Her invention won her Innovator to Market Award in the 2018 BHP Billiton Foundation Science and Engineering Awards. She also stood fourth at the Intel International Science and Engineering Fair where she competed against students from 81 countries.

Additionally, she received a scholarship to a prestigious US university and was named the Australian Geographic society’s Young Conservationist of the Year in 2019.

Photo Credit: Unsplash

Arora’s invention is revolutionary in more than one way. Not only can it provide an eco-friendly alternative to plastic but it can also prevent the creation of large amounts of seafood waste by utilizing them in the manufacturing process.

Prawns and other seafood is consumed in large quantities all over the world. Infact, the U.S. alone consumes 1 billion pounds of prawns (known as shrimps in the U.S.) every year.

The waste products of this seafood can serve as raw materials in the manufacturing of eco-friendly plastic.

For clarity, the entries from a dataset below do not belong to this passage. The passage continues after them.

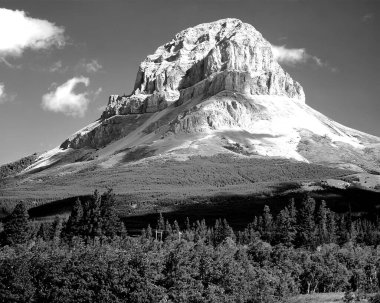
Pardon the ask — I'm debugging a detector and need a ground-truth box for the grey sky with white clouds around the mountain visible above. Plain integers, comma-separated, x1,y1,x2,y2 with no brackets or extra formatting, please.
0,0,380,164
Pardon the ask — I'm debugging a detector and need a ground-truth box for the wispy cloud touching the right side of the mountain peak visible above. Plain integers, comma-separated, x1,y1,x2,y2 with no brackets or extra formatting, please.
272,45,328,67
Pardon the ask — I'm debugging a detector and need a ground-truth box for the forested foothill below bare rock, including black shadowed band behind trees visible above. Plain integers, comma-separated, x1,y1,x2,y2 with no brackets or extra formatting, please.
0,155,380,233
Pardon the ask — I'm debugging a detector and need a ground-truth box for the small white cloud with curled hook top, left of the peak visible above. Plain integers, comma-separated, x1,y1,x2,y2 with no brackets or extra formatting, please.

This would be a great invention for the planet and the economy as it will produce sustainable plastic while also providing additional income to fishermen. It will also reduce the amount of waste generated and give a boost to creating a circular economy.

Arora is currently finalizing the legal aspects such as patents, although a prototype is ready for manufacturing and commercial distribution. Recognizing the potential of Arora’s invention, many international companies have expressed interest in this new plastic. Arora is in talks with them about the next stages and hopes to introduce a finished product in the market soon.

A suitable alternative to plastic finally looks within reach.